The paper is technically sound and generally clear. The idea is novel (some prior work is cited by the authors) and interesting. The main reason for my score is a concern regarding the difficulty of obtaining a useful prior model p_LM. Such models usually suffer from sparseness of data, that is unless the vocabulary is quite small, it is common for some test samples to have zero probability under the prior/LM learned from a training set. It is true that this isuue is well known and solutions exist in the literature, however I would like the authors to adress the influence of it on their method. Another aspect of the same issue is the scaling of the algorithm to large vocabularies and/or long sub-sequences (parameter N in the paper). Indeed, the experiments use quite a small vocabulary (29 characters) and short sub-sequences (Ngrams with N=2,3). In NLP data at word level, the vocabulary is orderes of magnitude larger.
Some more comments:
- I would also like the authors to adress the application of their method to non-NLP domains.

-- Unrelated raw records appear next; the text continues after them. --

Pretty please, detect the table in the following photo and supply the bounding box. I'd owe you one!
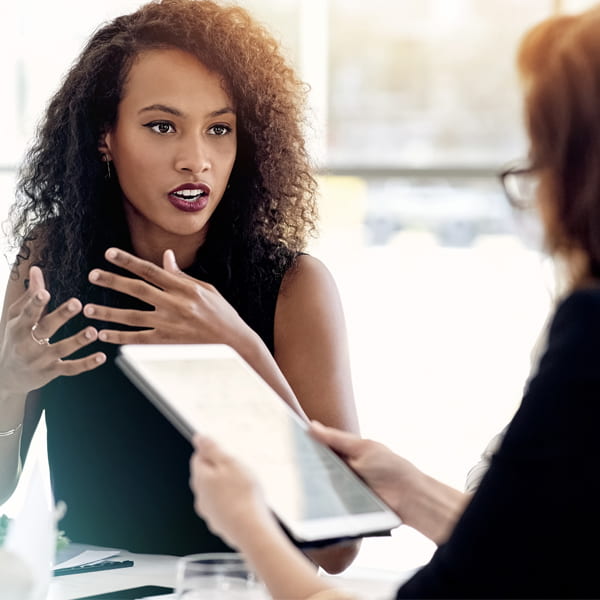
[47,547,412,599]
[48,550,178,599]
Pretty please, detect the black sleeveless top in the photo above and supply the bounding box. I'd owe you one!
[41,236,295,555]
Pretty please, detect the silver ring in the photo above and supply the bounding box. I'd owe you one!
[31,322,51,346]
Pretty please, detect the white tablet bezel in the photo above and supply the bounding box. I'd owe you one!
[116,343,401,544]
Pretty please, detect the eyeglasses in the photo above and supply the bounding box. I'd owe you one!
[498,160,540,210]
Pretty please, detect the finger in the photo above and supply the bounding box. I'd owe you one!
[162,249,180,274]
[8,265,50,317]
[15,265,49,314]
[96,328,154,345]
[310,420,364,459]
[56,351,107,377]
[192,434,231,465]
[49,325,99,359]
[103,247,183,291]
[105,247,209,290]
[83,304,155,328]
[33,298,82,340]
[28,265,46,291]
[161,250,202,285]
[20,286,51,328]
[88,268,165,307]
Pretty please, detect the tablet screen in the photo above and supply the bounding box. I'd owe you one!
[116,344,401,544]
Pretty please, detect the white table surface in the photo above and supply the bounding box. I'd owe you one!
[47,547,413,599]
[48,549,179,599]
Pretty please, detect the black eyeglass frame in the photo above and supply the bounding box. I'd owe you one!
[498,160,539,210]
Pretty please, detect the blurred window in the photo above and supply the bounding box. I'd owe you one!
[327,0,551,168]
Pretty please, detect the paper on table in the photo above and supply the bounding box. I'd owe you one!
[53,549,121,570]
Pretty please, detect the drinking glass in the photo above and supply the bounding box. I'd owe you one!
[175,552,267,599]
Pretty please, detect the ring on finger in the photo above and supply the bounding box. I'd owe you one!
[31,322,51,346]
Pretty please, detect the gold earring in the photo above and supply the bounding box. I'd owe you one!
[103,154,112,180]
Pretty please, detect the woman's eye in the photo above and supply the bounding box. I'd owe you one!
[143,121,175,134]
[208,124,231,136]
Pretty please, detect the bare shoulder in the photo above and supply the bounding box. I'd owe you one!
[274,255,358,433]
[279,254,341,305]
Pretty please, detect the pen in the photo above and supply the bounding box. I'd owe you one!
[53,559,134,577]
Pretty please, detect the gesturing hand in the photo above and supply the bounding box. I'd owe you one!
[84,248,249,346]
[0,266,105,396]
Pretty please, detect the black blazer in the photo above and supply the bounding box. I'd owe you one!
[397,288,600,599]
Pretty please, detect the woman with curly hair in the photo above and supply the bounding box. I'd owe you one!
[0,0,359,570]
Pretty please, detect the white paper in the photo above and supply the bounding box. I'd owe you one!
[53,549,120,570]
[0,548,35,599]
[4,438,55,600]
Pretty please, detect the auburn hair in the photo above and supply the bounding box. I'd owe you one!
[518,7,600,275]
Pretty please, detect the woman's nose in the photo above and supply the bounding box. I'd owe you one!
[174,137,211,174]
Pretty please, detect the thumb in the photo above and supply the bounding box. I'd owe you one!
[192,434,230,466]
[28,265,47,293]
[162,249,180,274]
[310,421,364,460]
[27,266,50,309]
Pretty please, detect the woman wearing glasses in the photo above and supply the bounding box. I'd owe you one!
[190,7,600,598]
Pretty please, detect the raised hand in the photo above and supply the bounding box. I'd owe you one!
[0,266,105,396]
[84,248,251,346]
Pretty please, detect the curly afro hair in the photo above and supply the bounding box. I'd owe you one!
[10,0,318,306]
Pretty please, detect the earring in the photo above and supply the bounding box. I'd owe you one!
[103,154,112,180]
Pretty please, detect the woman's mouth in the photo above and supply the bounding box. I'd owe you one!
[167,183,211,212]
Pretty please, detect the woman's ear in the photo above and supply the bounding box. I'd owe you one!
[98,131,113,160]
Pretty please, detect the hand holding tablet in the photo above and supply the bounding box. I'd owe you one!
[116,344,401,546]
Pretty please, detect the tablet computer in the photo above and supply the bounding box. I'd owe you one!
[116,344,401,546]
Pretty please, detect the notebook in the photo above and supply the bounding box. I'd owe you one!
[116,344,401,546]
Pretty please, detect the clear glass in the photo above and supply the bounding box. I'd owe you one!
[175,553,267,599]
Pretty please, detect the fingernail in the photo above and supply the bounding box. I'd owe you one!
[89,270,99,282]
[67,300,78,312]
[84,305,95,316]
[95,354,106,364]
[106,249,117,260]
[84,328,94,339]
[98,331,108,341]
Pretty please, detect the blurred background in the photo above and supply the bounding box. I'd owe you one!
[0,0,595,576]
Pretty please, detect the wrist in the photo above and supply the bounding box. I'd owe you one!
[228,504,279,549]
[0,364,30,399]
[0,389,28,433]
[401,471,467,544]
[225,324,262,362]
[0,423,23,438]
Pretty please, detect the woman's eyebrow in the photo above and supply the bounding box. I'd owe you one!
[138,104,236,118]
[209,106,236,117]
[139,103,183,117]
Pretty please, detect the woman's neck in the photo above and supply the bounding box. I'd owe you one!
[129,229,205,269]
[560,247,598,292]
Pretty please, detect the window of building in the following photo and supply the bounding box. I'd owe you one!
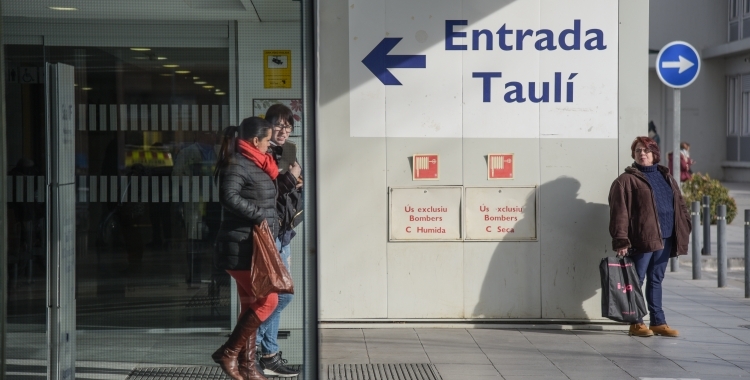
[729,76,739,136]
[743,0,750,39]
[730,0,744,41]
[725,74,750,160]
[728,0,750,41]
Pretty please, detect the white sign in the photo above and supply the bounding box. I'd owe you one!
[389,187,462,241]
[464,187,537,241]
[349,0,618,139]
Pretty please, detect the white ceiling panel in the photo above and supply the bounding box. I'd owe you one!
[2,0,262,21]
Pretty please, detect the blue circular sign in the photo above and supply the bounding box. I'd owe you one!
[656,41,701,88]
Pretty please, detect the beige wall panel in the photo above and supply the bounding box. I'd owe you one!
[539,139,616,320]
[386,138,463,186]
[318,0,389,319]
[619,0,649,169]
[464,242,541,318]
[386,243,464,318]
[316,0,649,321]
[462,138,540,186]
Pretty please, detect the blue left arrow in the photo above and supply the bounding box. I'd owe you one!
[362,37,427,85]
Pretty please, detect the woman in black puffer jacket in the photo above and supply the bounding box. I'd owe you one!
[211,117,278,380]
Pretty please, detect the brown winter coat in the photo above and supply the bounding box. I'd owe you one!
[608,164,691,257]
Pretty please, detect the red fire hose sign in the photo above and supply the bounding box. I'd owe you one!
[488,153,513,180]
[413,154,439,180]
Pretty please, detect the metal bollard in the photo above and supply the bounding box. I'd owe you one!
[745,210,749,298]
[703,195,711,255]
[692,201,701,279]
[718,205,727,288]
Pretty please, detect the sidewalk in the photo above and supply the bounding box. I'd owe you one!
[321,270,750,380]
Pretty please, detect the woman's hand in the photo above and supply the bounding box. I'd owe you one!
[616,248,629,258]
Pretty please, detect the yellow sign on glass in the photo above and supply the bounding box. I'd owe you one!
[264,50,291,89]
[125,149,173,168]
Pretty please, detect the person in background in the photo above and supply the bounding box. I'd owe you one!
[681,142,695,176]
[212,117,280,380]
[667,142,695,182]
[172,131,218,286]
[648,121,661,146]
[256,104,302,377]
[608,136,691,338]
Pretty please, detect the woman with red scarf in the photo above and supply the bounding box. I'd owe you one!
[212,117,279,380]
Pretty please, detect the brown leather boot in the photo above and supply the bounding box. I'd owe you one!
[628,323,654,337]
[212,310,263,380]
[238,329,268,380]
[650,324,679,337]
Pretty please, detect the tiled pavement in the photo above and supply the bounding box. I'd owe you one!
[320,270,750,380]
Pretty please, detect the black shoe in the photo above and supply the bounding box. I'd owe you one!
[260,351,299,377]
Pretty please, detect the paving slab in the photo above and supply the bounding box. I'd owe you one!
[434,364,502,380]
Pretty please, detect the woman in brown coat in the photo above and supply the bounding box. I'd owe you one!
[608,136,691,338]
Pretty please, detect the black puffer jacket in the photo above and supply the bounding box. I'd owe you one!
[214,153,279,270]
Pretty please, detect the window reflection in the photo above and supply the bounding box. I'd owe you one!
[5,45,233,329]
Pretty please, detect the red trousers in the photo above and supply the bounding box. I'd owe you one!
[226,269,278,321]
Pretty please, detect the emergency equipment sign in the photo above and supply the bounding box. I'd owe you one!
[348,0,617,139]
[464,187,537,241]
[413,154,439,180]
[389,187,462,241]
[488,154,513,179]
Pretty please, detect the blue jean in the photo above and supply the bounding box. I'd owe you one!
[631,237,673,326]
[256,237,293,355]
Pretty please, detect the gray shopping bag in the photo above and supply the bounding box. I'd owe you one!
[600,257,648,323]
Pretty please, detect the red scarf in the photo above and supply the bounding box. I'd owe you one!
[237,139,278,180]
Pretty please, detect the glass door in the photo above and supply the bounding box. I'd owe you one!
[5,2,315,376]
[48,45,232,331]
[5,42,235,377]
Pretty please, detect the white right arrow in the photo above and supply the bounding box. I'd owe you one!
[661,55,695,74]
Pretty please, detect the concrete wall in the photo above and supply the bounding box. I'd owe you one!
[317,0,648,321]
[649,0,727,178]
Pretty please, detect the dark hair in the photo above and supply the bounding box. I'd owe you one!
[630,136,661,164]
[214,117,273,182]
[264,104,295,130]
[648,120,657,133]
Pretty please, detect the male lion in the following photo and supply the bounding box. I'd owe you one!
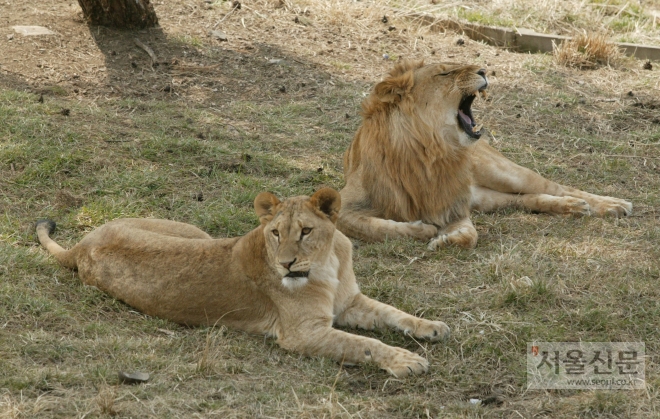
[36,188,449,377]
[338,61,632,249]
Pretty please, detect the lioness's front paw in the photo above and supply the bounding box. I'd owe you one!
[560,197,591,216]
[379,348,429,378]
[588,197,632,218]
[428,227,477,250]
[407,320,450,342]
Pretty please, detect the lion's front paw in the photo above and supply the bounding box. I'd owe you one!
[588,197,632,218]
[407,221,438,241]
[428,227,477,250]
[408,320,450,342]
[379,348,429,378]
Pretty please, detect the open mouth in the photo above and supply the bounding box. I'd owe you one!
[457,92,484,139]
[285,271,310,278]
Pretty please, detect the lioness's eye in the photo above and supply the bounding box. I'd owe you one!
[436,72,450,76]
[272,230,279,237]
[301,227,312,236]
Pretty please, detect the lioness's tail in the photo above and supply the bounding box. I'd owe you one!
[35,219,77,269]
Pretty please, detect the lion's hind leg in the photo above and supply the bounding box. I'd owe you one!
[335,294,450,342]
[471,186,592,216]
[337,209,437,243]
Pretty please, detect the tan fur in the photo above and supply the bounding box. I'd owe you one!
[338,61,632,249]
[36,188,449,377]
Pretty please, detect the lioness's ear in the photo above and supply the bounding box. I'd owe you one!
[310,188,341,223]
[254,192,281,224]
[374,70,414,104]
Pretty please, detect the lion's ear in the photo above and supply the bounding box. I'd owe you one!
[374,70,414,104]
[254,192,281,224]
[309,188,341,223]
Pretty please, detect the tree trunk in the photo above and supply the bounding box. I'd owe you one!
[77,0,159,29]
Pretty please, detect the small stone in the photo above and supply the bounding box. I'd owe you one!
[627,91,634,96]
[456,38,465,46]
[268,59,283,64]
[278,85,286,93]
[60,108,70,116]
[12,26,56,36]
[643,61,653,70]
[294,16,312,26]
[131,62,137,68]
[381,15,388,24]
[118,371,150,384]
[7,34,13,40]
[209,30,227,41]
[232,0,241,9]
[388,26,396,31]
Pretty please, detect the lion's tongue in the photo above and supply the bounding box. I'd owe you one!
[458,109,472,126]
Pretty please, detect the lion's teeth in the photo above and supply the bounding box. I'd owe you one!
[473,124,483,132]
[479,90,488,99]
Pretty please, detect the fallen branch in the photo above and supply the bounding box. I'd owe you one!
[134,38,157,63]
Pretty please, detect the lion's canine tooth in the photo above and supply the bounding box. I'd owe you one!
[479,90,488,99]
[473,124,483,132]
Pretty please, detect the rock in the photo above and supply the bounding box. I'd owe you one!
[12,26,56,36]
[381,15,388,24]
[118,371,150,384]
[643,61,653,70]
[209,30,228,41]
[456,38,465,46]
[294,16,312,26]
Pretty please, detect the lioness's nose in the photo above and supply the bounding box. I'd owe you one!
[477,69,486,79]
[280,258,296,269]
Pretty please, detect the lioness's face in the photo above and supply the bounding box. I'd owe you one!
[254,188,341,282]
[412,63,488,145]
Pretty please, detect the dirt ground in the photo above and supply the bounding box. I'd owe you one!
[1,0,660,418]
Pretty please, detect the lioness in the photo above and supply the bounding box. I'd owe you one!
[338,60,632,249]
[36,188,449,377]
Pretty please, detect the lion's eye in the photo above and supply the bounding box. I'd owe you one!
[272,230,279,237]
[436,72,450,77]
[301,227,312,236]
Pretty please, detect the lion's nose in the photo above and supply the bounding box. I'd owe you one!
[477,69,487,79]
[280,258,296,270]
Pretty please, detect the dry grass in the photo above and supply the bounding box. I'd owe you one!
[554,32,623,69]
[1,0,659,417]
[398,0,660,45]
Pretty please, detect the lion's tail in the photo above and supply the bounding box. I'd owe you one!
[35,219,77,269]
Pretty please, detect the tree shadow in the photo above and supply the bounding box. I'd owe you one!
[84,25,343,106]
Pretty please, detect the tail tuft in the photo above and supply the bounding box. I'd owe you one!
[36,219,57,235]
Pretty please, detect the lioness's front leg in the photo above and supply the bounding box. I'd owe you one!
[428,217,477,250]
[277,327,429,378]
[335,294,449,341]
[471,141,632,217]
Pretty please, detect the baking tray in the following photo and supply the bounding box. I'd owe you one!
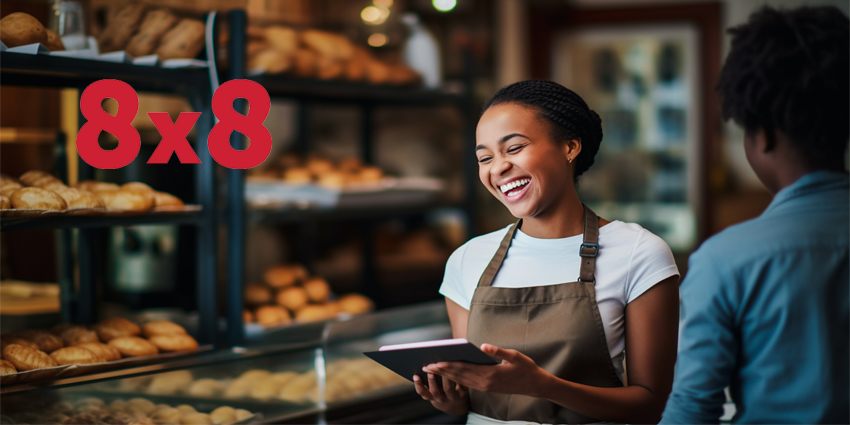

- The inclusion of the supervised solution in the figures of the 2D cost raises a question - it seems the red dot (the supervised solution) is always in a local minimum of the unsupervised cost - I don't understand why this should be the case.
- If it is assumed that there is a structure in the output space of sequences, why not incorporate this structure into the classifier, that is why use a point prediction p(y_t|x_t) of a single label independently of its neighbors?
Specific comments:
(*) lines 117-118, 'negative cross entropy', isn't the following formula the cross entropy (and not the negative of it)?
(*) line 119, this sentence is somewhat confusing, if I understand correctly \bar p is the expected frequency of a *given* sequence {i_1,...i_n}, and not of *all* sequences.
(*) lines 163-166, here too the sign of the cross entropy seems to be reversed, also when referred to in the text, e.g in line 163, if p_LM goes to 0, then -log(0) is +inf and not -inf as written in the paper, and it indeed suits the sentence in line 167, since you expect that to penalize a minimization problem, some term goes to +inf and not to -inf.
Typos:
(*) lines 173 and 174, "that p_LM" seems wrong, did the authors mean "for which p_LM" ?
(*) line 283, word 'rate' appears twice.